İnsanlar mutasavvıf şahsiyetlerden aldıkları bilgiyi yaptıkları işe dönüştürürler. Ebruzen ebruya, marangoz ahşap işine, âlim ilmine, öğretmen anlattıklarına hâsılı her meslek erbabı, sanatkâr ve zanaatkâr yaptığı işe irfânî bilgiyi nakşeder ve onu çok sistemli ve sağlam bir üslupla ele alır. Bu taraftan bakacak olursak o zaman en derinde tasavvufî mektepler tek bir yoldur. Ya da başka bir ifadeyle söyleyecek olursak her kâmil başlı başına bir okuldur.[1] Mustafa Hoca’nın tasavvuf bahsiyle ilgili şu sözleri de mevzunun mâhiyetini ne güzel tespit eder: “Tasavvuf mutlaka kitabî olarak öğrenilecek bir şey değildir. Bunu, okuyanların, duyanların, düşünenlerin bilmesinde fayda var. Tasavvuf, kitabî bir ilim değil; satırdan sadra geçen bir irfandır. Sadırdan-sadıra, gönülden-gönüle, dudaktan dudağa geçen bir ilim.”[2]

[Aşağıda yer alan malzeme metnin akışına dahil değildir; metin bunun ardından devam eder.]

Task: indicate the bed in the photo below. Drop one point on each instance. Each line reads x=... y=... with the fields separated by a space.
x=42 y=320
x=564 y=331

Mustafa Tatcı Hoca dünyayı gurbet olarak gören ve buraya gönderilme gayesinin aşk ve irfan ile Hakk’ı bilmek ve birlemek olduğuna inanan bir irfânî geleneğe mensuptur. Onun dünya için “Cehennemde gezdiğimizi bilelim.”[3] sözleri tasavvufî terbiyenin dünyaya bakışını ifade etmesi açısından çok çarpıcıdır.
Şunu hemen ifade edelim ki, Mustafa Hoca’nın tasavvufî çalışmalarını ve düşüncelerini burada bütün derinliğiyle vermek imkânsızdır. Biz böyle bir iddianın peşinde de değiliz. Fakat onun şahsiyetinin daha iyi anlaşılması için bu konuda bir fikir verebilmek, çalışmalarının ağırlık noktasını meydana getiren tasavvuf hakkındaki görüşleri üzerinde durmak istiyoruz.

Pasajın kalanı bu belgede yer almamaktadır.